ZP: The weak point in my writing (and I do not think I am alone in this) is that I often seem to want to say the last word first. Any strengths I might have derive from the degree to which I am able to remember this weakness.
In the political realm, the common sentiment of “enough talk already!” should be taken not in the anti-intellectual sense in which it is usually employed, based on the false antagonism between theory and practice (the two are inextricably entangled, as if at the quantum level), but very literally: Suppress all this talk to the dual benefit of both writing (thought) and action (also thought).
Wittgenstein: “My difficulty is only an—enormous—difficulty of expression.”
Žižek: Whereof one cannot speak one must be silent because one always says too much.2
BB: Tell us about the projects you are working on now and what’s next.
ZP: I am currently working on a manuscript of essayistic prose.
[Laugh now]
The best interview with a writer that I have ever read was with Dag Solstad, the Norwegian novelist.3 It is no coincidence that I had never yet read a word of his actual writing. He was still not yet a writer for me—I was able to suspend my (dis)belief while reading the interview.
(So, does this mean that the problem only lies with me? That is always possible, but that would not nullify or solve the problem nor answer its echoes outside of me.)
It might be interesting for a writer to make the interview their unit of composition and to forswear actually writing anything down themselves (not the same as dictation: Montaigne, Dostoevsky). The real greats have pulled this off: Goethe and Samuel Johnson with Eckermann and Boswell.
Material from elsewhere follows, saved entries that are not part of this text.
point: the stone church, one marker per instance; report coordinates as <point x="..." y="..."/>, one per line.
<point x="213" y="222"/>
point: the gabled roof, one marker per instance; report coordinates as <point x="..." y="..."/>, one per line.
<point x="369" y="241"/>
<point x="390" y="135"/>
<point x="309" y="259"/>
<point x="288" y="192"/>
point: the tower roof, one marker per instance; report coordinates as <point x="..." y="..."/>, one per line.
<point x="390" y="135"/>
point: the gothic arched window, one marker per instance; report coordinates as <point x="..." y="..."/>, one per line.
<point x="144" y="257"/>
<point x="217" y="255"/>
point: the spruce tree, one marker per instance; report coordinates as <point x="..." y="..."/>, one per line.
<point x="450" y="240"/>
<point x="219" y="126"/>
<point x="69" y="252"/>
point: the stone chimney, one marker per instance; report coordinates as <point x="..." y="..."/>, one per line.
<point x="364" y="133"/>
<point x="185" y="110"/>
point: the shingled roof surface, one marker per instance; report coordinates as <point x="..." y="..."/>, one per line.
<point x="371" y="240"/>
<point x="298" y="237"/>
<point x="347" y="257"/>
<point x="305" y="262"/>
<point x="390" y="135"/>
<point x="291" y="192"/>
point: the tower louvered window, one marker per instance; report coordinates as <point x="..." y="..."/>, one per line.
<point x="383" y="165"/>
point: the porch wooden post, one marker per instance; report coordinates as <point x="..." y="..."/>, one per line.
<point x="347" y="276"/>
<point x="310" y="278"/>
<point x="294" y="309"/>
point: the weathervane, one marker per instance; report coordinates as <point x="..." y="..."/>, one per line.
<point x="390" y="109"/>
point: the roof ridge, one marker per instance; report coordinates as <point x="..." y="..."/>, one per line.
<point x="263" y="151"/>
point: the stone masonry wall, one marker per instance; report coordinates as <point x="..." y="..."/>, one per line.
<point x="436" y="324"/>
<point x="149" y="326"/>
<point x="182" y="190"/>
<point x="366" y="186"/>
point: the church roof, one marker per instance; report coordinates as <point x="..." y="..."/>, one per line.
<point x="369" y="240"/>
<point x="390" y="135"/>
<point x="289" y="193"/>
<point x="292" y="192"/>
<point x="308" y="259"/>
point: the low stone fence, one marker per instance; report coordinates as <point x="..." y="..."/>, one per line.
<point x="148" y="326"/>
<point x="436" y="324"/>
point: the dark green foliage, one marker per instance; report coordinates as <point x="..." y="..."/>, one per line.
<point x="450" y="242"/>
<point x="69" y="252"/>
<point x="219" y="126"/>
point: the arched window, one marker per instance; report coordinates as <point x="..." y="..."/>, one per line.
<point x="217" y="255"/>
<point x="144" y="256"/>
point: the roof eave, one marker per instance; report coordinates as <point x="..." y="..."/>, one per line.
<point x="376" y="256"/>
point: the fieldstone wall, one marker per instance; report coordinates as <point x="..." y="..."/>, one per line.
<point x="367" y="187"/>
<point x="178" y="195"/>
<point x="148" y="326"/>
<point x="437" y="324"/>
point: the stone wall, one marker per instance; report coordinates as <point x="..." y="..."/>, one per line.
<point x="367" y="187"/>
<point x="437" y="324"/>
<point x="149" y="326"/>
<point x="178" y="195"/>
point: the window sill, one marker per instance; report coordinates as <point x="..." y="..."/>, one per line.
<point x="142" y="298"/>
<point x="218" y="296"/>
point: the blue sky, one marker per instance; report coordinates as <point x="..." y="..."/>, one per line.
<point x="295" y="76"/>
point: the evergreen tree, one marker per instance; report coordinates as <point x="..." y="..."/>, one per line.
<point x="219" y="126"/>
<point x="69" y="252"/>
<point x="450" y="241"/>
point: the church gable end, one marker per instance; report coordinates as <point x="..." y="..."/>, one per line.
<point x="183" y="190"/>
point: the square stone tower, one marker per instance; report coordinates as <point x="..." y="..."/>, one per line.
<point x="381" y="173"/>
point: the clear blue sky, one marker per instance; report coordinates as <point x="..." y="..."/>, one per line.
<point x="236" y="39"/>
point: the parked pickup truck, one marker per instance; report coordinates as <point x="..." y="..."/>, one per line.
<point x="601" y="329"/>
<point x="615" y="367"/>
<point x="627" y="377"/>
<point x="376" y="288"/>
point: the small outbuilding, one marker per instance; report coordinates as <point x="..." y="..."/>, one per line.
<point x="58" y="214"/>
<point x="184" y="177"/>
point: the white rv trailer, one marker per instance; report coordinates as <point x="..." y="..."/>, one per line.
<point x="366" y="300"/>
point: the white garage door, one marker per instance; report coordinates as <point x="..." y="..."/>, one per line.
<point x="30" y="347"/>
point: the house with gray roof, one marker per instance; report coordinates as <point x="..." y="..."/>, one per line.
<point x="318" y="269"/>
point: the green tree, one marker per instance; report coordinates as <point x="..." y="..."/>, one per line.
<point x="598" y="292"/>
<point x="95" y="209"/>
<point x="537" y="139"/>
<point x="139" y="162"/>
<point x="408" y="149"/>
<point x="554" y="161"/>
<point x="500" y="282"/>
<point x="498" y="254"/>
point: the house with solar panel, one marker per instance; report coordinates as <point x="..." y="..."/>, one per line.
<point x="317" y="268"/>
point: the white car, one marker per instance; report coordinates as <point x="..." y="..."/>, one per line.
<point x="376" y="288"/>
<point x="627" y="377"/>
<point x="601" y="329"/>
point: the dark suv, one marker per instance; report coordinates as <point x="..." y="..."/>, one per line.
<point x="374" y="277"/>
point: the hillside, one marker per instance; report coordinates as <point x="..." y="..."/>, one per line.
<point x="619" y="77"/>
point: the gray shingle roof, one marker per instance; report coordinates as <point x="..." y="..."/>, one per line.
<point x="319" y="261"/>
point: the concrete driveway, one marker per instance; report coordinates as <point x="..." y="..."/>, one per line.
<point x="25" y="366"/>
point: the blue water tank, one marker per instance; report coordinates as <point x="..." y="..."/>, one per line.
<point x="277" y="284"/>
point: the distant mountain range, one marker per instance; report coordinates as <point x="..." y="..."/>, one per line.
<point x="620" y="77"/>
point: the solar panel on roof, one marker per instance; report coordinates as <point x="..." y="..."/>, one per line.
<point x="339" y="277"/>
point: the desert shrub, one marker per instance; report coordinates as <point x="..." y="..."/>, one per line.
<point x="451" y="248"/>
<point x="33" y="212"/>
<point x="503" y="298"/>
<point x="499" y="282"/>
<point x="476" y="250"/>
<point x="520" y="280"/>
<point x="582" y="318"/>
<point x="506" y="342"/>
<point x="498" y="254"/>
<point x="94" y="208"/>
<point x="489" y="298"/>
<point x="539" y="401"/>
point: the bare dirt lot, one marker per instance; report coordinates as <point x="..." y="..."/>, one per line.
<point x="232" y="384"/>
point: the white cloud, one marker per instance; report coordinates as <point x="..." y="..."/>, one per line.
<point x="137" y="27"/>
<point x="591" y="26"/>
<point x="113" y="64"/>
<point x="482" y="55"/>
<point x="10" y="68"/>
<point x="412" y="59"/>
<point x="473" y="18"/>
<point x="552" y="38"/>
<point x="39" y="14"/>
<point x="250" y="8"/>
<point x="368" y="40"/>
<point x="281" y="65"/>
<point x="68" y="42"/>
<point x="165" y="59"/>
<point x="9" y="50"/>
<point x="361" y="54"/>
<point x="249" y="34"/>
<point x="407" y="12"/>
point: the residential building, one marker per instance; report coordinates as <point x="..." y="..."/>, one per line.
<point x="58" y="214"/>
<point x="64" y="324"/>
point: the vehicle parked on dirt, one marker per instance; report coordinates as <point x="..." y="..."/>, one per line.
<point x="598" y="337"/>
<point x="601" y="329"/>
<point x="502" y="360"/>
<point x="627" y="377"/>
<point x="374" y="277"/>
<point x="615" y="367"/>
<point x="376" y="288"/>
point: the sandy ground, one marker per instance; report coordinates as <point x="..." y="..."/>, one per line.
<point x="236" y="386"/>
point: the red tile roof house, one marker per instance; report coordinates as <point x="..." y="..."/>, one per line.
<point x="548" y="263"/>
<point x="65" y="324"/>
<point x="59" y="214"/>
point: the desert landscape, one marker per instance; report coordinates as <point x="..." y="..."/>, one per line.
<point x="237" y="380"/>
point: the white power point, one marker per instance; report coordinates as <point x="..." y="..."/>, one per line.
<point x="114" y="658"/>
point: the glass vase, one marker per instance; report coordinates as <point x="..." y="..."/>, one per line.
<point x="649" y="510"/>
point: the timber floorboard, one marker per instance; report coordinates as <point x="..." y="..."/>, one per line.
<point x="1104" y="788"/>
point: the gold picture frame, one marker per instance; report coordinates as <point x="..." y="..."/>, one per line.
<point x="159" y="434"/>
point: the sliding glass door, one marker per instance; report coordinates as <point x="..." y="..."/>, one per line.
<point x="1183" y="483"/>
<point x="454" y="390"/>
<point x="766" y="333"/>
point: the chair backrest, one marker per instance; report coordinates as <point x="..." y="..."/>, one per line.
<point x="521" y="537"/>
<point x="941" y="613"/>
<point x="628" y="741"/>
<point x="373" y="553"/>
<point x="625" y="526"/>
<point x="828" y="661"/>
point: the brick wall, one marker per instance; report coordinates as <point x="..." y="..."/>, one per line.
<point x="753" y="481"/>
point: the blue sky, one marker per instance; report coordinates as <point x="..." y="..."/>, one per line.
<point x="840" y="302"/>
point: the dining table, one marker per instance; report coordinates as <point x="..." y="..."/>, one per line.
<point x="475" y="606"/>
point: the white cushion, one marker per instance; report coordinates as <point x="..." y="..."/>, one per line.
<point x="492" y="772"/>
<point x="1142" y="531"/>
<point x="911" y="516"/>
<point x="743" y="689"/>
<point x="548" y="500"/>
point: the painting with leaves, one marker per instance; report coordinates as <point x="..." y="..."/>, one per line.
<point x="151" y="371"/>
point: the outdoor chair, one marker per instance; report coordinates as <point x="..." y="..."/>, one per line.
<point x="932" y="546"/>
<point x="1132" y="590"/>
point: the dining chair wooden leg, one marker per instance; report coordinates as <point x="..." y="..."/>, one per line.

What is so annoying about reading a book that is “not written the way people talk,” to quote another common, thoughtless criticism, is not that it is really written differently than day-to-day speech—these can never be the same; they displace each other—but that books which make you say this make it seem as though the author talks the way they write.
What our common critic really means is: “This is written in a way that approximates the writer’s speech; it is written too much the way they speak.”
BB: What written work by another author lives rent-free in your head?
ZP: One chapter in particular from Henry Miller’s book on D.H. Lawrence (The World of Lawrence) has been very significant to me recently: “The Universe of Death,” a long meditation on language and the life of the artist via the work of Marcel Proust and James Joyce (favoring, seemingly, the former over the latter). Robert Walser has also meant a lot to me lately.
(And so the italics I am so fond of are a useful concession to the “bad style” of talking.)
How many books are born of the inability to say even a single correct word? (The failure of speech opens the door to writing.) A book (like a child) appears out of an incomprehensible strife and confusion, out of a ferment of happy failures and accidents (the domain of speech)—failures of the past and the constitutive failures of the present, which we carry within ourselves like the undetermined, partial x of genetic material, flowering eventually into offspring.
If we cannot say the right word that will quiet our minds from the beginning, then we progress in spite of ourselves, and, before we know what we are doing, end up with an entire volume of false starts.
Fyodor Dostoevsky, The Possessed, trans. Constance Garnett (Project Gutenberg).
Ludwig Wittgenstein, Notebooks, 1914-1916, trans. G.E.M. Anscombe (Harper Torchbooks, 1961), 40e.
Žižek: paraphrased from somewhere toward the middle of Less Than Nothing (Verso Books, 2012).
Dag Solstad, "The Art of Fiction, No. 230.”, The Paris Review.